La princesse. Fille de nobles, née à Marseille en 1926, la discrète aristocrate fut l’épouse du prince Louis (arrière-petit neveu de l’empereur, petit-fils du roi belge Léopold II et… ex-étudiant à l’Université de Lausanne puis légionnaire) jusqu’à sa mort en 1997. Parallèlement à leur appartement parisien et leur demeure du sud de la France, le couple avait élu domicile dès les années 1950 à Prangins (commune vaudoise à côté de Nyon), en reprenant le domaine de Promenthoux (30 hectares pour 1,2 km d’accès aux rives du Léman). Une parcelle propriété des Bonaparte depuis 1872, jouxtant le golf de Gland, dit du «Domaine impérial» (bien que cédé par la dynastie dès la chute du Second Empire). Alix Napoléon, qui soufflera ses 92 bougies dans deux mois, y vit toujours.

L’homme à tout faire

«Un jour, elle cherchait du personnel, je me suis présenté, et j’ai été engagé!» reprend Luc Girod. «C’était un supertravail, je faisais un peu de tout, aussi bien chauffeur – notamment pour des vernissages jusqu’à Grenoble – que l’entretien de la propriété. J’habitais sur place, dans la villa du jardinier, et je m’entendais très bien avec la princesse.» Quelques années plus tard, ce père de famille divorcé parvient à faire engager Sabine (qui n’est alors qu’une simple connaissance) comme femme de ménage. «À notre rupture, après deux ans de relation, elle a rencontré quelqu’un travaillant dans l’entretien des espaces verts. Comme il convoitait ma place, elle a tout fait pour me faire quitter mon poste.»

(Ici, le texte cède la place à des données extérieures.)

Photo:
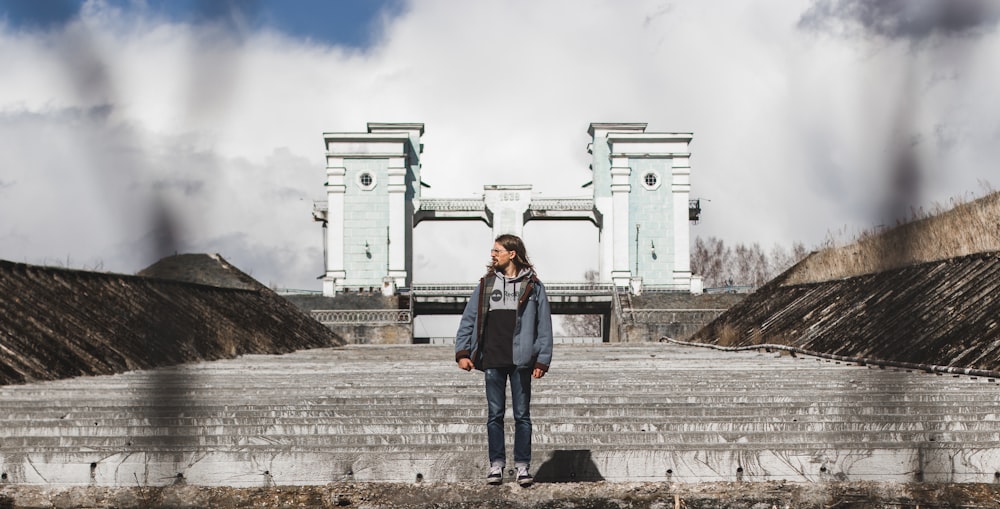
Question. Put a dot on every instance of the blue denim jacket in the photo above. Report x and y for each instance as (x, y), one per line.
(532, 330)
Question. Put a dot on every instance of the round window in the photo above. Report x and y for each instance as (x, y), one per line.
(651, 180)
(366, 181)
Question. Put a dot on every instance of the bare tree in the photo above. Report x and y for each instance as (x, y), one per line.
(583, 325)
(741, 265)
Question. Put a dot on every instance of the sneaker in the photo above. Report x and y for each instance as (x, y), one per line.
(495, 476)
(524, 478)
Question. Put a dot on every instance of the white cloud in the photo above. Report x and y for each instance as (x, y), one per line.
(794, 128)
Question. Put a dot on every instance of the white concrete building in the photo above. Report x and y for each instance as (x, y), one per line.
(640, 204)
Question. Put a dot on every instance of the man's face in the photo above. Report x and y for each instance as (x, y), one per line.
(500, 256)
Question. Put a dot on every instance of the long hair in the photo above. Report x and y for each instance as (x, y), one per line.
(515, 244)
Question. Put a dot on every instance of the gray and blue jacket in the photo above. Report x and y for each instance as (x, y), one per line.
(532, 341)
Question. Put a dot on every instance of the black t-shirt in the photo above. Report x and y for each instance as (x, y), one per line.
(498, 348)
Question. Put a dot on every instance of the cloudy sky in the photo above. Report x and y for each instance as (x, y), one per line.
(132, 129)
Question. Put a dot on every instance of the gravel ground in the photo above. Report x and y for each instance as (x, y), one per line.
(598, 495)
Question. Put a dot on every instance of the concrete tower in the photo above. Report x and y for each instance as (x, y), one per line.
(373, 179)
(642, 188)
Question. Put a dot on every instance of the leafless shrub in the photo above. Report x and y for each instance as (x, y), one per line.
(966, 228)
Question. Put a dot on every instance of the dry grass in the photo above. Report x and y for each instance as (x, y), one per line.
(968, 228)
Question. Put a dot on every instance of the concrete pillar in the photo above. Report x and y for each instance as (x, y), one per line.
(681, 188)
(335, 190)
(397, 235)
(621, 273)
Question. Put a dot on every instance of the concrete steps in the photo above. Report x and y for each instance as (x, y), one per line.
(406, 413)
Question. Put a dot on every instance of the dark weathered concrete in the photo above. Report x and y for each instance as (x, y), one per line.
(942, 313)
(58, 323)
(597, 495)
(623, 413)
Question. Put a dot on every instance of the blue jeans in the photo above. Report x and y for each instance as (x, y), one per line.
(520, 395)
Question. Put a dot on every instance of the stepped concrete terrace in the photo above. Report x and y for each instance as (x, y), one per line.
(405, 413)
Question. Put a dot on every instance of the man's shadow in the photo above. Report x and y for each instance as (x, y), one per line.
(569, 466)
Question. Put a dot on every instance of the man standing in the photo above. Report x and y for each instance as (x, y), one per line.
(506, 331)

Également Française, originaire du Jura, la quadragénaire a d’abord dénoncé son ex aux autorités cantonales pour avoir incinéré des carcasses de hérons tués par des rapaces ou de lièvres retrouvés par l’agriculteur fauchant le terrain, sans l’annoncer au garde-faune. Ou encore: avoir achevé au couteau suisse un vieux chevreuil agonisant sans autorisation, ou détenu sa dizaine de carabines (dûment déclarées) sur le domaine alors qu’il s’agit d’une réserve de faune. Mais aussi d’avoir brûlé des gobelets en plastique laissés par des intrus squattant la plage de la propriété aux beaux jours… conformément aux indications de la princesse.

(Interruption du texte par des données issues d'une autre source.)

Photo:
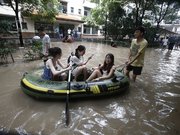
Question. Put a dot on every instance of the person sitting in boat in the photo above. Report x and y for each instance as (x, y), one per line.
(67, 39)
(50, 68)
(104, 71)
(78, 63)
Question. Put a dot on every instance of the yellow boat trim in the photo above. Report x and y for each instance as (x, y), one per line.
(26, 82)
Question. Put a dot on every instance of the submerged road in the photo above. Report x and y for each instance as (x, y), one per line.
(151, 106)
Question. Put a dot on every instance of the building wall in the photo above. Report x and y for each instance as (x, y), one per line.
(29, 30)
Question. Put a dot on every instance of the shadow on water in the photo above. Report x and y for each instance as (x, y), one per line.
(149, 106)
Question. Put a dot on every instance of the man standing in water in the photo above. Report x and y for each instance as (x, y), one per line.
(46, 43)
(135, 61)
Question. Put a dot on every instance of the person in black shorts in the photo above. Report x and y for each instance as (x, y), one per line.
(135, 61)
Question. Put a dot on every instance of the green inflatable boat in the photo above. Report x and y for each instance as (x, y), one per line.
(34, 85)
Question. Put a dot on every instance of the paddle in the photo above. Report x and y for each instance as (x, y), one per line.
(67, 98)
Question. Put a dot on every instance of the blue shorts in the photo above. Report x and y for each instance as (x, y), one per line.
(136, 70)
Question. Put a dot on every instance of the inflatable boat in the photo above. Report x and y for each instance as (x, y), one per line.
(34, 85)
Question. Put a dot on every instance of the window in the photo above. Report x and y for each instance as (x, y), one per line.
(95, 30)
(86, 29)
(86, 11)
(63, 7)
(79, 29)
(79, 11)
(24, 25)
(72, 9)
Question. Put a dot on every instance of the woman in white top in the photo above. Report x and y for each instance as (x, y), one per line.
(104, 71)
(50, 68)
(78, 64)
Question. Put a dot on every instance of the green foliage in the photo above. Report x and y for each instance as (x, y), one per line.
(5, 50)
(34, 52)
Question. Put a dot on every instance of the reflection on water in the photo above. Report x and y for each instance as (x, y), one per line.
(150, 107)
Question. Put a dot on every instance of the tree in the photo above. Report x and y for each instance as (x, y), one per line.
(29, 7)
(164, 9)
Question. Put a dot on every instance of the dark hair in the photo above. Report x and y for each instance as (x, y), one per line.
(41, 28)
(79, 48)
(54, 51)
(109, 66)
(141, 29)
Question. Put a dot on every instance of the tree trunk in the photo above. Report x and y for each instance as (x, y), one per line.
(19, 25)
(19, 31)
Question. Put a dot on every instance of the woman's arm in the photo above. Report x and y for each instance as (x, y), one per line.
(111, 73)
(88, 59)
(59, 63)
(54, 71)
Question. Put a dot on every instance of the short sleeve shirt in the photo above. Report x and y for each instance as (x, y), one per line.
(135, 48)
(46, 41)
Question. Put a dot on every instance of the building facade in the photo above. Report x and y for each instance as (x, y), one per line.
(70, 17)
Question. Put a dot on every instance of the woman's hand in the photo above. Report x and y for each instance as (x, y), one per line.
(90, 57)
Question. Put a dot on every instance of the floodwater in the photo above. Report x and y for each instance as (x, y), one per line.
(151, 106)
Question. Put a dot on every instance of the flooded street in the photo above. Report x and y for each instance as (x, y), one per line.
(151, 106)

Viols présumés sur deux femmes

À la mi-mai 2015, le canton communique les infractions présumées au ministère public. Cinq jours plus tard, Sabine rapporte à leur employeuse octogénaire que Luc Girod serait poursuivi pour des viols commis sur sa propriété plusieurs années auparavant à l’encontre de deux autres domestiques. Seulement voilà: les victimes présumées n’ont porté plainte qu’après cette discussion avec l’aristocrate. «L’affaire est sur le point d’être classée», révèle l’avocate du Haut-Savoyard, Me Véronique Fontana. Trop tard: dans le doute, la princesse Napoléon Bonaparte avait licencié avec effet immédiat son homme à tout faire. «En plus d’avoir perdu mon travail et mon logement, je vis mal cette procédure judiciaire qui s’éternise, c’est très pesant», réagit l’accusé.

Comme l’intéressé avait adressé à la princesse un courrier en juin 2015 dans lequel il dénigrait à son tour son ex, Luc Girod comme Sabine comparaîtront tous deux pour diffamation devant le Tribunal de Nyon, demain matin.